Kepala Dinas Pemadam Kebakaran (Damkar) Kabupaten Mukomuko, Ramdani, menyampaikan bahwa keberadaan Redkar ini bertujuan untuk mempercepat penanganan kebakaran, khususnya di daerah-daerah terpencil yang sulit dijangkau oleh armada pemadam kebakaran.
“Redkar ini merupakan ujung tombak dalam penanggulangan kebakaran di tingkat desa. Mereka tidak hanya bertugas dalam pemadaman, tetapi juga memiliki peran penting dalam upaya pencegahan serta penanganan pasca kebakaran,” sampainya.
Berjumlah 122 Redkar yang telah direkrut dan ditempatkan di 61 desa yang tersebar di tujuh kecamatan di Kabupaten Mukomuko yakni, 9 desa di Kecamatan Kota Mukomuko, 8 desa di Kecamatan XIV Koto, 8 desa di Kecamatan Air Manjuto, 7 desa di Kecamatan Air Dikit, 7 desa di Kecamatan Lubuk Pinang, 8 desa di Kecamatan Teras Terunjam, serta 14 desa di Kecamatan Penarik.
Pembentukan Relawan Pemadam Kebakaran ini juga merupakan bentuk partisipasi aktif masyarakat dalam menjaga keselamatan lingkungan dari ancaman kebakaran.
Adapun, para Relawan Pemadam Kebakaran juga akan dibekali pelatihan khusus mengenai teknik pemadaman, penyelamatan, dan upaya pencegahan.
“Untuk meningkatkan kompetensi para Relawan. Kami menghadirkan tenaga ahli dari Bengkulu yang akan memberikan pelatihan langsung mengenai prosedur pencegahan kebakaran dan penyelamatan aset berharga,” jelas Ramdani.

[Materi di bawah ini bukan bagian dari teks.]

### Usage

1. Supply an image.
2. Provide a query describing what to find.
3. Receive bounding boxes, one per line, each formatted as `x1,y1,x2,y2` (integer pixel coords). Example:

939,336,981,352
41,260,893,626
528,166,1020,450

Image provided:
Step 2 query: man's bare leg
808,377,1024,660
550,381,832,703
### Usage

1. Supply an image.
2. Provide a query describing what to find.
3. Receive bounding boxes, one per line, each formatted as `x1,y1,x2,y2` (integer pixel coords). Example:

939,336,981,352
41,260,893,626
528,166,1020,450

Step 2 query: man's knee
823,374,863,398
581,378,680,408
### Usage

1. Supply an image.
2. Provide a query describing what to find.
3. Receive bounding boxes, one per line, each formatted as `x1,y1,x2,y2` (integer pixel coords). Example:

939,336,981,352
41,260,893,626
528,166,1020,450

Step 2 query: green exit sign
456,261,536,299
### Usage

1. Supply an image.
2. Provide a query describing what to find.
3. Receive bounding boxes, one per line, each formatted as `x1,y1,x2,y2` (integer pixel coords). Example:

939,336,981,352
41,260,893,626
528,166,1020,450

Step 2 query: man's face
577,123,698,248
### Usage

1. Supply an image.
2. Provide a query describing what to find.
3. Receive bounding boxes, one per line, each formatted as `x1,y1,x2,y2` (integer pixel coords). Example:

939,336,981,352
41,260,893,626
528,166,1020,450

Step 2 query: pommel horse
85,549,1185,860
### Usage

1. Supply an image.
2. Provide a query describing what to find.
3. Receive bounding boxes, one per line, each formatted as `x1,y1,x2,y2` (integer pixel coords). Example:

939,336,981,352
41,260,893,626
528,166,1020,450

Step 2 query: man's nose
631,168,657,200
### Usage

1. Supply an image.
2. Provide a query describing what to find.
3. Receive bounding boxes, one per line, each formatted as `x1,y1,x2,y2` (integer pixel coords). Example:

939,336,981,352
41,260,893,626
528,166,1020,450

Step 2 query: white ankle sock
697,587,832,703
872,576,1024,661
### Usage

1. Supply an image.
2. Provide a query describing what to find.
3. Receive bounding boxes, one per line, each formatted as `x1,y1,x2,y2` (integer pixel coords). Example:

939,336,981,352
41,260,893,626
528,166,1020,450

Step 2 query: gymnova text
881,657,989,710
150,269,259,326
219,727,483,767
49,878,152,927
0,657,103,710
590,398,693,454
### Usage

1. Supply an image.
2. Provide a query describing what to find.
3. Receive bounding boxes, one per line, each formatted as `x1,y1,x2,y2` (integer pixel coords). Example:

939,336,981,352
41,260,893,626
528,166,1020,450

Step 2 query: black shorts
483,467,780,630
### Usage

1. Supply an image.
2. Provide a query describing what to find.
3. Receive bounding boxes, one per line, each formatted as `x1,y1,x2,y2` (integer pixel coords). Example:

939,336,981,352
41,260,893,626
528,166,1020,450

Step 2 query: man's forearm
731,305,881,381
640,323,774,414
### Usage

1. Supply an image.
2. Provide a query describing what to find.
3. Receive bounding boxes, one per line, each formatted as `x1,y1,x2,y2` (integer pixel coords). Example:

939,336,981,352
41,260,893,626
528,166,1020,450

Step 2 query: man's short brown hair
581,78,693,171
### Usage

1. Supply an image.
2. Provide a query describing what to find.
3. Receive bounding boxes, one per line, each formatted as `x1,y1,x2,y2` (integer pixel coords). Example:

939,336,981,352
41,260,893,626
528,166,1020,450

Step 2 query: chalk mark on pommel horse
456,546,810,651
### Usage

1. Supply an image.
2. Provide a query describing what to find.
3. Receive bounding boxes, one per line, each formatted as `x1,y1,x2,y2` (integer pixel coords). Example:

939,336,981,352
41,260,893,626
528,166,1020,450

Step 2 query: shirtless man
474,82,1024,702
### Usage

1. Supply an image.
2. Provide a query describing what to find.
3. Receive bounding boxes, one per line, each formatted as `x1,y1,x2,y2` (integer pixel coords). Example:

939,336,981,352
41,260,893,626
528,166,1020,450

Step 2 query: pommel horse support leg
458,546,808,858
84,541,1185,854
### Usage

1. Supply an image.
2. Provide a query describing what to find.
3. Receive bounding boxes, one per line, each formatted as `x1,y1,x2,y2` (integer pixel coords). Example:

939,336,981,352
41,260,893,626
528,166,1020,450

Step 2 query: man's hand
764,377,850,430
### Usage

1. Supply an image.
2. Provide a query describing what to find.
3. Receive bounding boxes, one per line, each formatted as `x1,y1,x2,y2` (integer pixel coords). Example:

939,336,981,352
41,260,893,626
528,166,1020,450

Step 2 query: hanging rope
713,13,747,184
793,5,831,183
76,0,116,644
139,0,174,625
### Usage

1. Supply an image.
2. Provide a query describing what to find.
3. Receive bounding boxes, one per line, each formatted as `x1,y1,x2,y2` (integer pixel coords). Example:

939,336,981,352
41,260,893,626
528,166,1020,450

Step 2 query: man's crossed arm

Lebih lanjut, Ramdani, menegaskan bahwa Relawan Pemadam Kebakaran di desa akan secara aktif memberikan edukasi kepada masyarakat, untuk tidak melakukan pembakaran lahan sebagai metode pembukaan lahan, yang selama ini menjadi salah satu penyebab utama kebakaran.
“Dengan adanya Redkar ini, diharapkan penanganan kebakaran dapat dilakukan lebih cepat dan efektif, serta menumbuhkan kesadaran masyarakat dalam menjaga lingkungan dari risiko kebakaran,” tutup Ramdani.